A veces cuando estoy deprimido quiero matar gente. Imagino que soy Amon Goeth en la ventana de mi casa. Un rifle en mis manos, un cigarro de quién sabe qué y comienzo a disparar. La señora que va caminando, ni imagina que en unos segundos sus sesos decorarán el asfalto. Disparo. Su cuerpo choca contra el suelo con una fuerza magistral. 

Un yuppie que pasa trotando, se nota que está en forma. Primero le disparo en la pierna, puedo oler su miedo. Ahora le doy el tiro de gracia, deja de sufrir. Doy una bocanada al cigarro que reposa en mi ventana. Nadie se da cuenta de lo que ocurre. 
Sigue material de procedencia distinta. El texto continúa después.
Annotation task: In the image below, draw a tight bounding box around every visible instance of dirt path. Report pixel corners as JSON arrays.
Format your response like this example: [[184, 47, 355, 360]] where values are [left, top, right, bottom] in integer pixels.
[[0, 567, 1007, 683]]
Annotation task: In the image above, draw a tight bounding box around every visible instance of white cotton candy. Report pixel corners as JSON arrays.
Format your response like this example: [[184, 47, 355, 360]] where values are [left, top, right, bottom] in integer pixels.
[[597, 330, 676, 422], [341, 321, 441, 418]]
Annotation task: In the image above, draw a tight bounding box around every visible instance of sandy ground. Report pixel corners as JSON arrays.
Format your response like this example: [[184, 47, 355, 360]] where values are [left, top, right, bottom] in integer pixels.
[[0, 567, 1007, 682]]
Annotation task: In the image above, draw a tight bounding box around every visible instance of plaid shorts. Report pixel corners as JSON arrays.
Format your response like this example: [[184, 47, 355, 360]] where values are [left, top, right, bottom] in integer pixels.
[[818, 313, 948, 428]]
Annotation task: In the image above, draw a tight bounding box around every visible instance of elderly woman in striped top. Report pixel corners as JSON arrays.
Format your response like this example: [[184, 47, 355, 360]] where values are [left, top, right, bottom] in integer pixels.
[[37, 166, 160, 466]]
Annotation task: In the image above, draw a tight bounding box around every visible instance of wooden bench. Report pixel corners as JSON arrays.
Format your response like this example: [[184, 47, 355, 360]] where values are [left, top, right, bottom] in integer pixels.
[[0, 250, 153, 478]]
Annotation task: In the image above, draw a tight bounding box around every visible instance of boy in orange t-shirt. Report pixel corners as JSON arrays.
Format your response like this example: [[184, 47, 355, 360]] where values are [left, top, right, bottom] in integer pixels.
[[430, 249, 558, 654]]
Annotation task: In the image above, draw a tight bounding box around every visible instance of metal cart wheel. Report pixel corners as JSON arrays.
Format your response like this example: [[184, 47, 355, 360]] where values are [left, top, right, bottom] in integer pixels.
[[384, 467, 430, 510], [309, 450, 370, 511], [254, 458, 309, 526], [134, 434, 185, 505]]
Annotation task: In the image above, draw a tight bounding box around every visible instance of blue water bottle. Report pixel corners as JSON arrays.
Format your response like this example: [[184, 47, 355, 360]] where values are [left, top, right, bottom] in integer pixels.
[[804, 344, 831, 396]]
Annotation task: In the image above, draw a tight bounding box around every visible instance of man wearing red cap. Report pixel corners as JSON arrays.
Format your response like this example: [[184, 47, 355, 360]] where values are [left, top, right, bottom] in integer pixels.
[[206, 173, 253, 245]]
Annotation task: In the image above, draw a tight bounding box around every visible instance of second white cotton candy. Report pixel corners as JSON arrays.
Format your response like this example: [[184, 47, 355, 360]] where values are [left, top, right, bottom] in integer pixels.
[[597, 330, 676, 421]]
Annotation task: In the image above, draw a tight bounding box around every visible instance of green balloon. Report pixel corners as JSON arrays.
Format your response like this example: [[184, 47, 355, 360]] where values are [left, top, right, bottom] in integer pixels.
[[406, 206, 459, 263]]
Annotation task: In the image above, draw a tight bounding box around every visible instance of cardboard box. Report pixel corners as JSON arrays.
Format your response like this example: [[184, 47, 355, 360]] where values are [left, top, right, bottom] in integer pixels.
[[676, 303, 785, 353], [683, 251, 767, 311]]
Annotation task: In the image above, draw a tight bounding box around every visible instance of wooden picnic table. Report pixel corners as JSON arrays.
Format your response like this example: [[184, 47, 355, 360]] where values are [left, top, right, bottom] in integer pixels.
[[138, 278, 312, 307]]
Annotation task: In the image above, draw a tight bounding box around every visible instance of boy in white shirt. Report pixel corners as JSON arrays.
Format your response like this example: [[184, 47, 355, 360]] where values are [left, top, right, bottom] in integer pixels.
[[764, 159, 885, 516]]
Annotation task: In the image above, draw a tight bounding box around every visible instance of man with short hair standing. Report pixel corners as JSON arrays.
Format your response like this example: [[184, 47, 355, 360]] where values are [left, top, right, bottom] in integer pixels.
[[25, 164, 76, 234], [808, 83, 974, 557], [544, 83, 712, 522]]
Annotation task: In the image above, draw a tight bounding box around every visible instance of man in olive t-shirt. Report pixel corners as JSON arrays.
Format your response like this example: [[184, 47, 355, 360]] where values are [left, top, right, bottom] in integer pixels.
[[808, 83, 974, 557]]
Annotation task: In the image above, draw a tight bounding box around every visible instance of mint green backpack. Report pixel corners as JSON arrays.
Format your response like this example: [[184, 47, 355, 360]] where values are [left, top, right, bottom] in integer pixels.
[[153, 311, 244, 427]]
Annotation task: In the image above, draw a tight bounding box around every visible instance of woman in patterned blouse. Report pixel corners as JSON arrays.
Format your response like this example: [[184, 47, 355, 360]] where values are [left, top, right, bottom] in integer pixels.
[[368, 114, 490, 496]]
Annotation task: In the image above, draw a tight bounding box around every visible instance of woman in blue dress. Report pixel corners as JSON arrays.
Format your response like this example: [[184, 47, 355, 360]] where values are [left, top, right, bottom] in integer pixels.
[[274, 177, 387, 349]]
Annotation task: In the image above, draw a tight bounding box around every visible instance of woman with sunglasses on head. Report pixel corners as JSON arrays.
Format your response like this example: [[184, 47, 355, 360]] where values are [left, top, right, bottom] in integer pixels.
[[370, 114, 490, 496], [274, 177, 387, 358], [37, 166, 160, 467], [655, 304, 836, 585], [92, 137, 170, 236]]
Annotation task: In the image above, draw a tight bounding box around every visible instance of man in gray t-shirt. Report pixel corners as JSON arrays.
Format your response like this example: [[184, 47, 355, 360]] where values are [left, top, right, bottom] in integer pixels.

Una anciana asomada a la ventana. La saludo. Me saluda. Le disparo, su cuerpo cae hacia el limbo. Pasa un perro al lado del cadáver del joven, olfatea, mueve la cola y sigue su camino. Un carro se detiene. El conductor se baja con un móvil en su mano, tal vez está llamando a la policía. Le disparo en la espalda, en la cabeza, en las piernas, tres balas certeras, pero ya ha sido muy tarde, escucho las sirenas de la patrulla. 

Me voy al sofá. Coloco el arma entre mis piernas, fumo de nuevo. Cuento hasta tres. Uno. Dos. Tres. El metrallazo destruye mi cara y mi cuerpo se impulsa hacia atrás como si fuera de goma, todo ha acabado.